After a few hiccups, Percy and Casper clean up a junked out food truck, financed by Inez’s ex-husband Marvin (Downey Jr.) and Carl’s old Sous Chef Martin (Leguizamo) from Riva’s joins him. The three get the van up and running and they travel back to Los Angeles from Miami and stop at several landmark cities along the way.

It is virtually impossible to watch this film and not feel the compulsion to drool at the screen while Casper, Martin and Percy cook up Cubanos sandwiches.  Favreau hired food truck chef Roy Choi to provide technical guidance and consultant. At the end of the credits Choi is seen showing Favreau how to make the perfect grilled cheese sandwich.

The film works so well, in the food department, that it almost seems like a documentary instead of a movie. (There is one moment where Favreau’s character calls and talks to an agent who wants him to do reality TV, and appear on Hell’s Kitchen, “Like Honey Boo Boo?” says a horrified Casper.)

While watching the movie could well result in the viewer helplessly craving Cuban food, or beignets, not to mention stifling the urge to get up and dance to that addictive music, it is the acting that sells this film. From Favreau to the tiny cameos from Hoffman and Robert Downey Jr. (Kudos to the  Iron Man star for reminding us of those days when he played douche bags so brilliantly, in case fans have forgotten check out Weird Science, his high school character was such a jerk. Of course it could be argued that as Tony Stark, his character’s have changed very little…)

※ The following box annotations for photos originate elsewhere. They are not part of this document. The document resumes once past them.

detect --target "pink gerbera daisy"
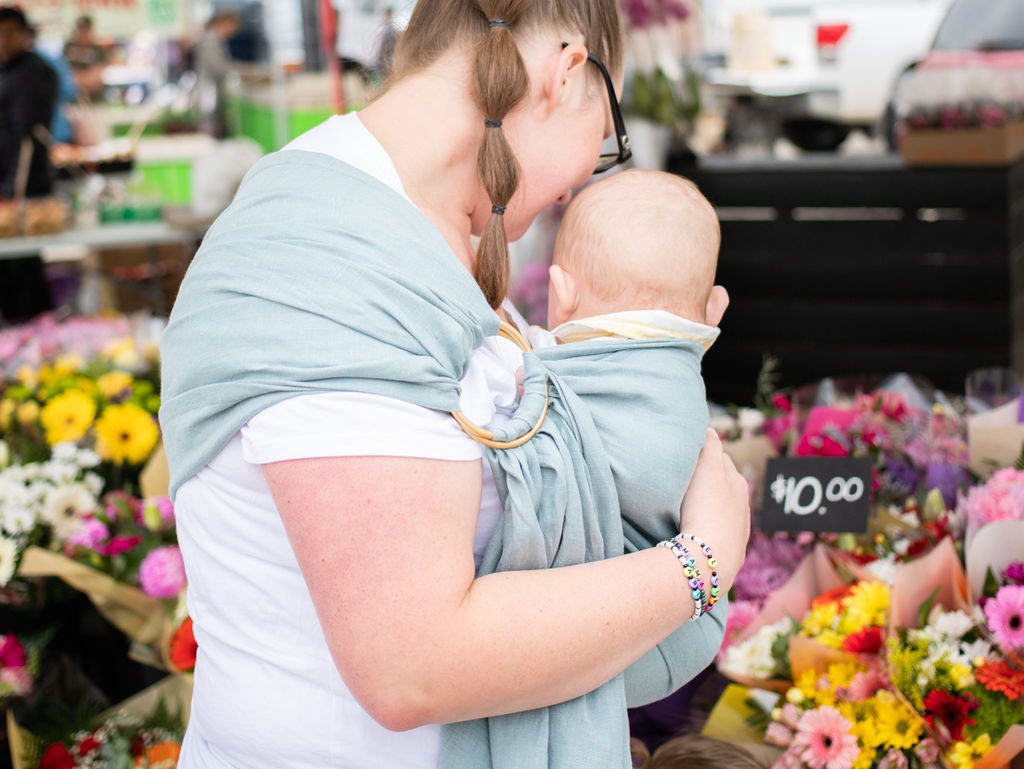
[793,707,860,769]
[985,585,1024,649]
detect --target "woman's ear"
[547,43,587,113]
[548,264,580,329]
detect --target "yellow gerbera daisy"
[96,403,160,465]
[948,734,992,769]
[839,582,889,635]
[40,390,96,445]
[853,747,876,769]
[96,371,135,400]
[14,400,39,425]
[874,702,924,751]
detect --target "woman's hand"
[680,429,751,593]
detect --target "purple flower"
[925,462,968,509]
[913,737,939,764]
[68,516,111,552]
[138,545,186,598]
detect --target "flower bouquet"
[0,339,160,488]
[5,481,185,646]
[7,676,191,769]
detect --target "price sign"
[761,457,874,533]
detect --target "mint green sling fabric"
[160,151,725,769]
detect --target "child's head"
[630,734,772,769]
[548,170,721,328]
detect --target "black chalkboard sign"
[760,457,874,533]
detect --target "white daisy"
[933,610,974,638]
[42,483,96,543]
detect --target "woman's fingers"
[680,429,751,589]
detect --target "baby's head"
[548,170,721,328]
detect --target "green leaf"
[918,585,942,628]
[981,566,1001,598]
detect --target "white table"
[0,221,200,315]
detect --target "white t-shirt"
[175,113,526,769]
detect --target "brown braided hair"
[394,0,623,308]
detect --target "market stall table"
[0,221,198,315]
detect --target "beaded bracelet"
[679,533,722,611]
[658,537,710,623]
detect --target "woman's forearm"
[264,458,737,729]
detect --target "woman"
[161,0,749,769]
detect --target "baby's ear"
[548,264,580,329]
[705,286,729,326]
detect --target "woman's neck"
[359,58,483,272]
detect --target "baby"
[441,166,727,767]
[529,170,728,552]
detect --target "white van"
[703,0,951,151]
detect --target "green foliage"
[623,67,700,133]
[918,586,941,628]
[965,684,1024,744]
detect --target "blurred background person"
[0,6,58,199]
[0,6,57,321]
[63,16,106,101]
[332,0,385,82]
[33,28,78,144]
[193,11,242,139]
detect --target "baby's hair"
[555,169,721,317]
[630,734,768,769]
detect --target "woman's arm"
[263,430,749,730]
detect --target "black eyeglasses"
[562,43,633,174]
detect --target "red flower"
[811,585,854,608]
[78,734,99,757]
[843,627,882,654]
[169,616,199,671]
[974,659,1024,699]
[904,537,933,560]
[771,392,793,413]
[39,742,75,769]
[925,689,980,741]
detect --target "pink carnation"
[138,545,186,598]
[718,601,759,657]
[985,585,1024,649]
[958,467,1024,524]
[850,670,889,701]
[793,707,860,769]
[68,516,111,552]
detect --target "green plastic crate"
[138,160,191,206]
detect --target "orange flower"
[974,659,1024,699]
[169,616,199,672]
[811,583,856,606]
[135,742,181,767]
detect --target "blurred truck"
[703,0,952,151]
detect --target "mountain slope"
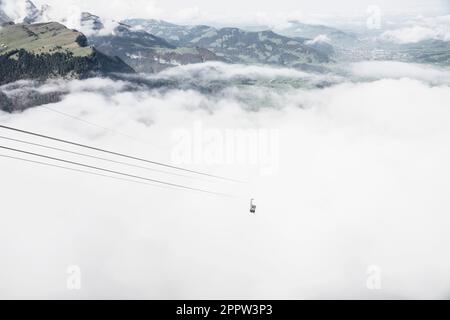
[0,22,134,84]
[126,19,330,67]
[277,21,358,47]
[82,18,221,72]
[0,3,11,26]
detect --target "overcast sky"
[30,0,450,22]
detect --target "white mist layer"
[0,61,450,299]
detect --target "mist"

Chef may not be 2014’s answer to the 1981 film On Golden Pond, another non-violent, no sex film that entertained brilliantly but it hits the spot. Favreau pulls off the cooking in the film and his costars all perform admirably. Kudos to Hoffman as the snotty restauranteur and Oliver Platt as the food critic is just brilliant.

The biggest surprise is the youngster who plays Casper’s son Percy. Emjay Anthony sells it 100 percent and makes the boy believable. When Percy interacts with Carl it feels natural and true, they help to bind the ingredients of the film in a real and lovely way.

A quick word about the film’s score.

Magic.

That is all, just…magic, like the film.

With no car chases, no gratuitous violence and no nudity, there could be many who would give Chef a pass, but the box office returns proves that many were ready for a film about food and family. This is a real 6 out of 5 stars, the math may not add up, but honestly this is a brilliant feel-good film not to be missed. Streaming on US Netflix right now, put on your bib and feel free to drool at the food while enjoying the scenery and the performances.